BankThink

In Democrats' alternate universe, insurers could be regulated by CFPA

How would the insurance industry hold up under the scrutiny of a nationwide consumer protection regulator? If the partisan conflicts swirling around Capitol Hill continue to comingle reform issues, that question might be more than just hypothetical. Bickering over healthcare reform could be pushing Congress towards mandating a federal insurance charter.

Last week key Democrats, furious over insurers’ attempts to kill health-care reform, revived a debate over whether to subject the insurance industry to mandatory federal regulation. Such regulation is now prohibited by the McCarran-Ferguson Act, which generally gives insurers an antitrust exemption and leaves regulation in states’ hands.

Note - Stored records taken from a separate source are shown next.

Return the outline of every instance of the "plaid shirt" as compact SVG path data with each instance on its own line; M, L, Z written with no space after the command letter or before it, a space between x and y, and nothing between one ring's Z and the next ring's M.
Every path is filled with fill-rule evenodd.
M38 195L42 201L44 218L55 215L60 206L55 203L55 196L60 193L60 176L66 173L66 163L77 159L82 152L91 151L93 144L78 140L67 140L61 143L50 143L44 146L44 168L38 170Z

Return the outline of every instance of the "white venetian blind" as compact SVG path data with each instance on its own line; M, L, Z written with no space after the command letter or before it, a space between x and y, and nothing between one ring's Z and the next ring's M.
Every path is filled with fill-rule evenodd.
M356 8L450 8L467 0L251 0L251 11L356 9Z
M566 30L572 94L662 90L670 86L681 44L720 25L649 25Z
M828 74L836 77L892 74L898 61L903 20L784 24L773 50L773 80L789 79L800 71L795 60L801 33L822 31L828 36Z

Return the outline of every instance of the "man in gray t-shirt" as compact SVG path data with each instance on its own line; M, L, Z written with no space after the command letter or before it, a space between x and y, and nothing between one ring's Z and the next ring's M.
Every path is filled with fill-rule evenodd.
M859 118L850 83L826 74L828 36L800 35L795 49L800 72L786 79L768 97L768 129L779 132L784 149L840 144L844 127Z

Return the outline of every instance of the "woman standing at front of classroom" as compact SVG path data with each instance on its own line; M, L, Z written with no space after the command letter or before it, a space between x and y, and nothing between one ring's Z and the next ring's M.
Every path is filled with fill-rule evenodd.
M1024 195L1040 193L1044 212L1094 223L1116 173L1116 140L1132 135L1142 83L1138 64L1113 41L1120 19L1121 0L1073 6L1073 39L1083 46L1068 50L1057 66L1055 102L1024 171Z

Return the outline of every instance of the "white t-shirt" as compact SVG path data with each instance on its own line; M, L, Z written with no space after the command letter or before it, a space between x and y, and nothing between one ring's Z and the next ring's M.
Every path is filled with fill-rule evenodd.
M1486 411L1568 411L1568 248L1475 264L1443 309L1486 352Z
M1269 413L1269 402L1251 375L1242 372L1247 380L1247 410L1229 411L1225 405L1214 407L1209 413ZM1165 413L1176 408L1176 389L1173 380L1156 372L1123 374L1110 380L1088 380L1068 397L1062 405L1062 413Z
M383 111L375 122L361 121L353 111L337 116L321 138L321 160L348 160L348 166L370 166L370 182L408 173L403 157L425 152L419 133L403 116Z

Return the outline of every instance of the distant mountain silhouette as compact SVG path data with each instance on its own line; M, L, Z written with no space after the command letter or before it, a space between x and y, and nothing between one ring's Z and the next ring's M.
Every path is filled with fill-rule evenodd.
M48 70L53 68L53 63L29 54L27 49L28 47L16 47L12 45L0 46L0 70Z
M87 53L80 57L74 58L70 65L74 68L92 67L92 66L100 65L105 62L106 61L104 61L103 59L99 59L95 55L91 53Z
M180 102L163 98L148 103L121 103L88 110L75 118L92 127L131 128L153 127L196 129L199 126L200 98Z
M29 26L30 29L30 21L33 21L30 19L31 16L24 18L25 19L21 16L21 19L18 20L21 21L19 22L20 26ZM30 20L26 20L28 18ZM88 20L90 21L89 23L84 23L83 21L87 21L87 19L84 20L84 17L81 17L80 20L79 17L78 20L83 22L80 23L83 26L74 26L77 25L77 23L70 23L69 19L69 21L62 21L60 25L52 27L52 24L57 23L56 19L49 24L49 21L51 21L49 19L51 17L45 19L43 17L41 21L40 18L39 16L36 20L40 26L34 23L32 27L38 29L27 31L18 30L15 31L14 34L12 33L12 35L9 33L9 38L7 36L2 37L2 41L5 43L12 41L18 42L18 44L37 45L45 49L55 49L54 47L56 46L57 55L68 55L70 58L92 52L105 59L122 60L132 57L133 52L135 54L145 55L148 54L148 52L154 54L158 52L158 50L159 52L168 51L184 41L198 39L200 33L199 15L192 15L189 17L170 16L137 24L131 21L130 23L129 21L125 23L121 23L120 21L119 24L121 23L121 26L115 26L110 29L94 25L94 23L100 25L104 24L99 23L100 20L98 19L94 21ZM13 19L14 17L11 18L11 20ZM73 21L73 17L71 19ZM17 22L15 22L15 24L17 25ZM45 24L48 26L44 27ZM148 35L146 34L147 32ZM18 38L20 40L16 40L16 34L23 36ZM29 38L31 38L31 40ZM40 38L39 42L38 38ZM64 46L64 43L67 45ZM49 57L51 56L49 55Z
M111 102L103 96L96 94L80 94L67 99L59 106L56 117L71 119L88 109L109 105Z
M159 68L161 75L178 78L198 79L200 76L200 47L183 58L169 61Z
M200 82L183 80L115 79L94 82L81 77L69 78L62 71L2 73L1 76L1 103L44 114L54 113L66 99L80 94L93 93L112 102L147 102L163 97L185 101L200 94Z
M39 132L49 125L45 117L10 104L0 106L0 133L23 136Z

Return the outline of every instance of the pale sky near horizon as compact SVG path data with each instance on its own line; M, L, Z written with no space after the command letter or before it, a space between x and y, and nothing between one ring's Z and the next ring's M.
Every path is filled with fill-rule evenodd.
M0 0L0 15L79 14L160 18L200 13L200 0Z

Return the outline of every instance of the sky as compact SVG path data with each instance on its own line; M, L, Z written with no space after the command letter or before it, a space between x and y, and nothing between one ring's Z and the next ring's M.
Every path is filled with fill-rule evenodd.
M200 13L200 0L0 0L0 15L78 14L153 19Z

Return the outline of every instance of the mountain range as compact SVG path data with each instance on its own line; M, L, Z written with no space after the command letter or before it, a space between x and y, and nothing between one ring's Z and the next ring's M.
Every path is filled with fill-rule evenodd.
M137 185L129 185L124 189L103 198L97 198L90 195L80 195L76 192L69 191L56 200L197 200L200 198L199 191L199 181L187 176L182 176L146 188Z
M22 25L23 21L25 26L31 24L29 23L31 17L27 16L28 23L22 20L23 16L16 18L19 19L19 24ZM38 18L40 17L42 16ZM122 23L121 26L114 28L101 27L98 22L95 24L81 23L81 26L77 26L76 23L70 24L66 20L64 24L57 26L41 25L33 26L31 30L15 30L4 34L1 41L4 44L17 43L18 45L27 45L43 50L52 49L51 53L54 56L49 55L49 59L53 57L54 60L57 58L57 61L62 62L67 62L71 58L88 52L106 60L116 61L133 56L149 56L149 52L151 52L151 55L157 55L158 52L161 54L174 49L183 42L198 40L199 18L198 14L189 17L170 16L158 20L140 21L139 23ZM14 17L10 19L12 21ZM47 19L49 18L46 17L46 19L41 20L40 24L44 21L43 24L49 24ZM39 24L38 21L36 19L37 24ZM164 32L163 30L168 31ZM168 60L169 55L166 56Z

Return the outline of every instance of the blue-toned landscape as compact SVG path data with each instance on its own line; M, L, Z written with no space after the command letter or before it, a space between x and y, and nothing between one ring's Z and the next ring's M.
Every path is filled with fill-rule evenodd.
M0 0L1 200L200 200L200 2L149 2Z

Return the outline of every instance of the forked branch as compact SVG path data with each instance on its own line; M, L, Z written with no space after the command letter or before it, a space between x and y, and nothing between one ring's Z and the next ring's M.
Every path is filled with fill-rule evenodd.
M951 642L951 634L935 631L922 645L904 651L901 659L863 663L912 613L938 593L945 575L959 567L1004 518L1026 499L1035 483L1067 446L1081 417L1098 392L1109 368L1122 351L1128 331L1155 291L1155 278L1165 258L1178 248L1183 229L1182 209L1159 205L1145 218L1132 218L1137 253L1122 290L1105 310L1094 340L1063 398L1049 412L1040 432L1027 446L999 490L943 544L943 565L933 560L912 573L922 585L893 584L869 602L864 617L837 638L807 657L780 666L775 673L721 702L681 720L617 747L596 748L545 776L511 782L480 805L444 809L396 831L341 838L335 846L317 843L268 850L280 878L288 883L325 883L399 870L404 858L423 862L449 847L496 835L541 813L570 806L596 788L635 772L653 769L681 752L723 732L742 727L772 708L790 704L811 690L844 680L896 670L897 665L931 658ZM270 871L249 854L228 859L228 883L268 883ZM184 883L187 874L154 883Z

But Sen. Charles Schumer, D-N.Y., and others, prompted by threats from insurers that health-care reform would lead to higher premiums, pushed for a repeal of the law. The issue was the subject of a Senate Judiciary Committee hearing on Wednesday.

“It is time to end this special status and bring true competition to the health insurance industry,” Schumer said in a press release.

V. Gerard Comizio, a partner at Paul, Hastings, Janofsky & Walker, LLP, said that would have broad implications for the reform of the financial regulatory system.

He said a repeal of the law would likely not be limited to health insurers, and could make insurance products part of the debate about clamping down on financial services.

“If the law is repealed, … another potential implication would be: it would be open season for Congress to consider whether to subject the insurance industry to the new consumer finance watchdog agency,” Comizio said.

The insurance industry for years has pushed for companies to have the option to use a federal charter, attracted to the prospect of federal preemption and only having to answer to one agency instead of 50. But a repeal of the industry’s special antitrust status could make federal oversight less attractive, Comizio said.

“It’s nice to have the option. It’s not nice to be subjected to mandatory federal regulation of insurance. This would certainly open the door to that.”